Shane stumbled back, his mind reeling. The Void didn't just stop the detonation; it had taken over the core. The Supreme wasn't just a tomb anymore; it was a living, breathing part of the Void, a monster of flesh and steel, under its complete control.
He looked around the small maintenance room. The lights flickered and died completely, leaving him in darkness. The air was thick with the scent of ozone and decay, and he could feel a low thrumming under his feet. The ship was alive, and it wanted to kill him. He had to warn Voss. He had to know if he was still alive.
He turned on his comms unit again, praying for a signal. The screen was a mess of static. He was about to give up when a single word flashed on the screen: 'VOICE'. It was a voice command terminal, a last-resort link to the bridge. He had to try.
"Voss! Commander Voss, do you read me?" he yelled into the comms.
A crackle of static, and then a faint, tired voice came through. It was filled with a new, weary desperation.
"Shane? Is that you? The plan... it didn't work. It bypassed the detonation. It's inside the core. It's a… a living thing, Shane. And it's sending them to me."
"It didn't just bypass the core," Shane said, his voice a strained whisper. "It assimilated it. It's a part of the ship now. We aren't on an ark anymore, Commander. We're on a living weapon, and it's aimed right at us."
"They're coming for me," Voss said, his voice flat. "I can't fight them all. It's over."

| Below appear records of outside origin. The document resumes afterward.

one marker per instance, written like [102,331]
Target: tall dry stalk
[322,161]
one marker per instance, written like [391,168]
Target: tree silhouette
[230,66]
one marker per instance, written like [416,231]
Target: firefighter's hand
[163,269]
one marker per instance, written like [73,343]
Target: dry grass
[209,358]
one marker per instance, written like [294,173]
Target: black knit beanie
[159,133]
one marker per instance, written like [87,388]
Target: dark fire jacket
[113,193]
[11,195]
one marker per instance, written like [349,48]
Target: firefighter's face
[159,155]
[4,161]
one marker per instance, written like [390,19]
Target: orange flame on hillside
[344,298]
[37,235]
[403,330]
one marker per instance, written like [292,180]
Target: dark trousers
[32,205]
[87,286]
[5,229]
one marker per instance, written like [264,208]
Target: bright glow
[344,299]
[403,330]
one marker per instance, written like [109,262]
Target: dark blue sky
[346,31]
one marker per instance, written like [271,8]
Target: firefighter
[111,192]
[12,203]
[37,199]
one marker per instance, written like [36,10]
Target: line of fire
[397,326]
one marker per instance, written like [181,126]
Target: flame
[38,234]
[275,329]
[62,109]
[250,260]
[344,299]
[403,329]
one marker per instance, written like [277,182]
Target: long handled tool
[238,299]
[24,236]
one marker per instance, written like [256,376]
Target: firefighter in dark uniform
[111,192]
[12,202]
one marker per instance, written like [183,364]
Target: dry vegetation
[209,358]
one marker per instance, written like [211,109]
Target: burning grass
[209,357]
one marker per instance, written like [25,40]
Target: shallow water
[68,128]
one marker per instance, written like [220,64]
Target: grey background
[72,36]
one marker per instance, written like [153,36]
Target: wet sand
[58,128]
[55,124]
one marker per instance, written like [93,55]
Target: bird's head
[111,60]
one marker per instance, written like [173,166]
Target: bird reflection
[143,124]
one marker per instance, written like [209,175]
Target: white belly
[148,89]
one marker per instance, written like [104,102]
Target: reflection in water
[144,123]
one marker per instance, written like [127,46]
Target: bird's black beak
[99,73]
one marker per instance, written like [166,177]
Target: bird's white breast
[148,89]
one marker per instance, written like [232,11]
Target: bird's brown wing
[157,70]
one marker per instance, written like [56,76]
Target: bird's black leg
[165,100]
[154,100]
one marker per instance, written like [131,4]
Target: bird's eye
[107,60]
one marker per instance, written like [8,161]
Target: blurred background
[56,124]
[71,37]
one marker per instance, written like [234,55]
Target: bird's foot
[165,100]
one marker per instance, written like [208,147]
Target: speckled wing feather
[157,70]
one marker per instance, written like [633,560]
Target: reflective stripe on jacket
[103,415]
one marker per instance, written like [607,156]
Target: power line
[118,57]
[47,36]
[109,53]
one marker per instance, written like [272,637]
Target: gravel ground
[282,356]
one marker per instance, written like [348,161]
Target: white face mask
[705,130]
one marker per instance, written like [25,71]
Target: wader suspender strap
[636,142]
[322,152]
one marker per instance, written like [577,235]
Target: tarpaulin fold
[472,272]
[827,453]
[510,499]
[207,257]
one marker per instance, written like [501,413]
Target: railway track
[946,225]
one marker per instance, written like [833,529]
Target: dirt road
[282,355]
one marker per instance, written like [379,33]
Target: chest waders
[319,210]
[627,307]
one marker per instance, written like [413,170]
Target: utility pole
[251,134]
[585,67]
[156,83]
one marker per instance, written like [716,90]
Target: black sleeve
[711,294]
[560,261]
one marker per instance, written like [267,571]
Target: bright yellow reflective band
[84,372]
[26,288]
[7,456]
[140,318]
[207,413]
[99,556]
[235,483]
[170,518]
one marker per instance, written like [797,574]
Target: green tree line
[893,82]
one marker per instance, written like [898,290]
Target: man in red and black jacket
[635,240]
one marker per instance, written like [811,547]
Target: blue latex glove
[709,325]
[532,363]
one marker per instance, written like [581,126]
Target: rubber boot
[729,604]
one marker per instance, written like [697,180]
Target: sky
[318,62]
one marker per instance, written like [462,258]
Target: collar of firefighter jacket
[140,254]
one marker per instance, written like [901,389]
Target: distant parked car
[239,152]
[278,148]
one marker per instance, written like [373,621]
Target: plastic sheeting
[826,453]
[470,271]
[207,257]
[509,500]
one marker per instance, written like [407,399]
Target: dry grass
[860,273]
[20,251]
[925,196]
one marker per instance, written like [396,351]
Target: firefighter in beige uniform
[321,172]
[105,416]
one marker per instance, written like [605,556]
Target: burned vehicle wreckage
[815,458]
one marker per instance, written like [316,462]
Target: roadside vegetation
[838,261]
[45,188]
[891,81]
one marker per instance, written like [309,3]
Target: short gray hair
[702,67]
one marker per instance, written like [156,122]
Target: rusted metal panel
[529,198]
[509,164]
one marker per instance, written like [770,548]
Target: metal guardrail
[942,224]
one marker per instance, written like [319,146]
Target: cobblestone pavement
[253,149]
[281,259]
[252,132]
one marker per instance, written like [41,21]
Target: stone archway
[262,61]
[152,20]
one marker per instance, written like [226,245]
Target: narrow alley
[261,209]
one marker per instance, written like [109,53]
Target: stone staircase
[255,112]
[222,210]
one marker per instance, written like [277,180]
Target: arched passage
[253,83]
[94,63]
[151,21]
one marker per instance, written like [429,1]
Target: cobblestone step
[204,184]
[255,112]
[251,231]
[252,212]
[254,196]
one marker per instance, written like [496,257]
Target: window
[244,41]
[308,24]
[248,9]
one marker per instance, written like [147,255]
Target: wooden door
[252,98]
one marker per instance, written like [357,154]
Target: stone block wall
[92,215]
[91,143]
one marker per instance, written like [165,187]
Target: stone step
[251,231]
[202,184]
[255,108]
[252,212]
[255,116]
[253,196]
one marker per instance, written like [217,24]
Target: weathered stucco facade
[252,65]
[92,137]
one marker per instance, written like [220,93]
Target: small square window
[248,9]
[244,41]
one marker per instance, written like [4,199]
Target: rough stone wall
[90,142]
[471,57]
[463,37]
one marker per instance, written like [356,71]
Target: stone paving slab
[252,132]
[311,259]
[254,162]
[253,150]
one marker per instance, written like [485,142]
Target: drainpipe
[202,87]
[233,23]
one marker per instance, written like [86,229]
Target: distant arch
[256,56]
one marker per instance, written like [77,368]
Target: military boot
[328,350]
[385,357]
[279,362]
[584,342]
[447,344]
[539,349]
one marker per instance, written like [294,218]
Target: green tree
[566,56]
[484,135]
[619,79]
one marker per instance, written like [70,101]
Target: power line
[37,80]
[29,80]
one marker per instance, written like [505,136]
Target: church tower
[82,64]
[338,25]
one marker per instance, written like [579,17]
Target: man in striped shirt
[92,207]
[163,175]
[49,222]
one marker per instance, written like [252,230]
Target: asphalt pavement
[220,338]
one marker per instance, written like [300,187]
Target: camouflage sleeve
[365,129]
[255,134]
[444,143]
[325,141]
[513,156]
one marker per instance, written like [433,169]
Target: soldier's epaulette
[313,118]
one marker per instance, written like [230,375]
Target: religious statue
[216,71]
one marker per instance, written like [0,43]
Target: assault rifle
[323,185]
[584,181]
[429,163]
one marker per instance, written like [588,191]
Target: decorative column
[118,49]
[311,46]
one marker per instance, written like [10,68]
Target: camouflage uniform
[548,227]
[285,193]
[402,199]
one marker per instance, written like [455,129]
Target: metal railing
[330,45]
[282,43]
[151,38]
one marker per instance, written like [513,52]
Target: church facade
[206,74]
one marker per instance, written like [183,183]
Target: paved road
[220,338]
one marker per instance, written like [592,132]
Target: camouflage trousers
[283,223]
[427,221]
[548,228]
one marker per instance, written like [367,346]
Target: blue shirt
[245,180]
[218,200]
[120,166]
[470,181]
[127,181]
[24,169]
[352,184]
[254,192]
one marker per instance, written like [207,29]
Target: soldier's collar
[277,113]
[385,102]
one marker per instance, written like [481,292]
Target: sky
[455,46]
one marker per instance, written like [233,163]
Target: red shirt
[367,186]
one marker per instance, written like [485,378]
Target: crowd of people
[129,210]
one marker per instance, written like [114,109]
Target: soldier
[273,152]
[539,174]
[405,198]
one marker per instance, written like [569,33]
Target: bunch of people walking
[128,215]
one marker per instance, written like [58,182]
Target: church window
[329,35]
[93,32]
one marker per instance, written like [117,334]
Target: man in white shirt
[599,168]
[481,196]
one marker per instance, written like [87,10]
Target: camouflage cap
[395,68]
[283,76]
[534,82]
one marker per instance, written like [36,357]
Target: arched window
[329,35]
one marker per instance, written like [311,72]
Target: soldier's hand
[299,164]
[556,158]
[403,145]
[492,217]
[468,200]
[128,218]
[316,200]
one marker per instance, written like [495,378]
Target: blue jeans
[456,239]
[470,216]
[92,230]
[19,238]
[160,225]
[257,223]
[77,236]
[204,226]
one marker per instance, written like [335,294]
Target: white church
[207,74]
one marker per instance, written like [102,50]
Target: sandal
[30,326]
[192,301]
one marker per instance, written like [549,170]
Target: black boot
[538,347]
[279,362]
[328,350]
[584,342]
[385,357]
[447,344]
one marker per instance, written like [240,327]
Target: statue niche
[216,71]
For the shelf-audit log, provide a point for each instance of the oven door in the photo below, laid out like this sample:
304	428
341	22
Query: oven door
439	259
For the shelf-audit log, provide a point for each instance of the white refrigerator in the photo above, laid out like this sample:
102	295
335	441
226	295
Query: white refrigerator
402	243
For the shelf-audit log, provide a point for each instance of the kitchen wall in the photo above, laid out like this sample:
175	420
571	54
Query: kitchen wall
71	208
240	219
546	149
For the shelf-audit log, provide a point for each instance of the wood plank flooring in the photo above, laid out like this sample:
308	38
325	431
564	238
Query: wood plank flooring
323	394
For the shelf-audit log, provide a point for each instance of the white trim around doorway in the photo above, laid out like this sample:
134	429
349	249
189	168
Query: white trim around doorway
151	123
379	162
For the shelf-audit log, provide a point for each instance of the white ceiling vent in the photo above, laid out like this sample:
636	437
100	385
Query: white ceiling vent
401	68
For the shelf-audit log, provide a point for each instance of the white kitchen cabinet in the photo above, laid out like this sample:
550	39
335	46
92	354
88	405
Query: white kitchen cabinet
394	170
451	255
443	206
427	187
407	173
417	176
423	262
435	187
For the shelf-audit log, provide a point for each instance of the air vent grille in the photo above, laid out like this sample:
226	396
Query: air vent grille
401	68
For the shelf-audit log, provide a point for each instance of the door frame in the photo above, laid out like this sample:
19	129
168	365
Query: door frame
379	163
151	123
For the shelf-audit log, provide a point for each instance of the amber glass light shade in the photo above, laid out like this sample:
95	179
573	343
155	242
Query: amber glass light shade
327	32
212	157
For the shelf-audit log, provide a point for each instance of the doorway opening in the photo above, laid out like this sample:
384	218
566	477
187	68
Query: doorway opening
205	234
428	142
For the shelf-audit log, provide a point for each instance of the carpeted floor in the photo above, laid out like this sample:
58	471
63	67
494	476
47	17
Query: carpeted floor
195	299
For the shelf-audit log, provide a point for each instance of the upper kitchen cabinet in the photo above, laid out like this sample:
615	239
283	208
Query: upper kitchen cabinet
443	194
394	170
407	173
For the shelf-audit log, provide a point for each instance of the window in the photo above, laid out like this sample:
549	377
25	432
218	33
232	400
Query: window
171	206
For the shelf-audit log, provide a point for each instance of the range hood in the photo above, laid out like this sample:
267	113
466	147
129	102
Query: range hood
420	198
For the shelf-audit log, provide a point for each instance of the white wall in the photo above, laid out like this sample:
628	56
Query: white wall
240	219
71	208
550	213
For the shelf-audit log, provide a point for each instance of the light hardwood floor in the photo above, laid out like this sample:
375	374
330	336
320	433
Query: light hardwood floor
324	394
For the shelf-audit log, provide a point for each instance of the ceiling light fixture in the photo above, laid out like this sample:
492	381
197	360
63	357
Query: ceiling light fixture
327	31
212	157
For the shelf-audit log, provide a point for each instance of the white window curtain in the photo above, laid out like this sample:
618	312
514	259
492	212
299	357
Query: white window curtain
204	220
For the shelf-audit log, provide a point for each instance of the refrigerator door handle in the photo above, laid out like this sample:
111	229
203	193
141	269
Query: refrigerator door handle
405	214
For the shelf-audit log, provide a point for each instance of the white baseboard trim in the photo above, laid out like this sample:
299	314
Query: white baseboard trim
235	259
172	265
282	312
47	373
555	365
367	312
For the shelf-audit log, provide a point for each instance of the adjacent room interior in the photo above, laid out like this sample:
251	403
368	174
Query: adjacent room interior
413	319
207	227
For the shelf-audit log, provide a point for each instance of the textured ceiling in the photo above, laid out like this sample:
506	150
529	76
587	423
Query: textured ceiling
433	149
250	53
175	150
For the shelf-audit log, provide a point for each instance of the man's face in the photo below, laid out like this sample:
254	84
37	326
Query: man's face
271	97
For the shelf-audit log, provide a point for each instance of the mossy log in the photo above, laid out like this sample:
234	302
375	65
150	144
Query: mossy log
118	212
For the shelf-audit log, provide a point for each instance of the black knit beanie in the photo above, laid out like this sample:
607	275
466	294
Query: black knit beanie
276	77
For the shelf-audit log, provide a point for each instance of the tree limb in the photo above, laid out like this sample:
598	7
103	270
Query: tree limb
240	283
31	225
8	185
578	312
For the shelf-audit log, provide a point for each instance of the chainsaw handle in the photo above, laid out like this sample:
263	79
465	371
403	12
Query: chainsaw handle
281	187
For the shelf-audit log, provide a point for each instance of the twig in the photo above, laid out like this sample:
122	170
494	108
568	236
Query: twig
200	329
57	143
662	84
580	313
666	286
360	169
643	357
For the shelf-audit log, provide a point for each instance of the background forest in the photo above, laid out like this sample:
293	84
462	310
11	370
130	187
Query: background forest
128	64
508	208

"No!" Shane screamed into the comms. "It's not. We can't destroy the ship from the outside, but we can fight it from the inside."
A deep, bone-vibrating laugh echoed from the comms, and the Void's voice, now a booming, terrifying sound, spoke through Voss's terminal. "You are a fly in a web. You cannot fight the weaver."
"It's a connection, Shane," Voss said, his voice low and urgent, ignoring the laugh. "I saw it on the screen. It's using the ship's neural network, the bi-organic systems, to control everything. It's like a computer virus, but it's alive."
Shane felt a cold, sharp shock of understanding. That was it. The ship was a living being. The Void had simply taken it over. The only way to stop it was to sever the connection between the Void and the ship's brain, its neural network.
"Voss, you have to get to the main neural hub!" Shane yelled. "It's in the ship's brain stem, deep in the lower decks. That's where it's controlling everything. You have to destroy it."
Voss's voice was a whisper of disbelief. "That's a suicide run. No one has ever gone down there. The system is too unstable, too protected."
"That's why it's our only chance! It's our last stand! I'll go to the other access point. We'll overload it. We'll sever its connection. It's the only way to fight a mind-god with a virus!"
A chorus of terrible laughter erupted from the comms, and the Void's voice was a triumphant roar. "A foolish plan. You are trapped. The web is already woven. You will not escape."
The comms went dead. Voss was gone. The voice was now a constant, raging thunder in Shane's head. The mark on his arm was burning, and he felt a profound, chilling sense of triumph from the Void. It was celebrating. He was its prisoner. He had to move. He had to get to the neural hub. He was a scientist, not a soldier, but he was all that was left. He was the last line of defence.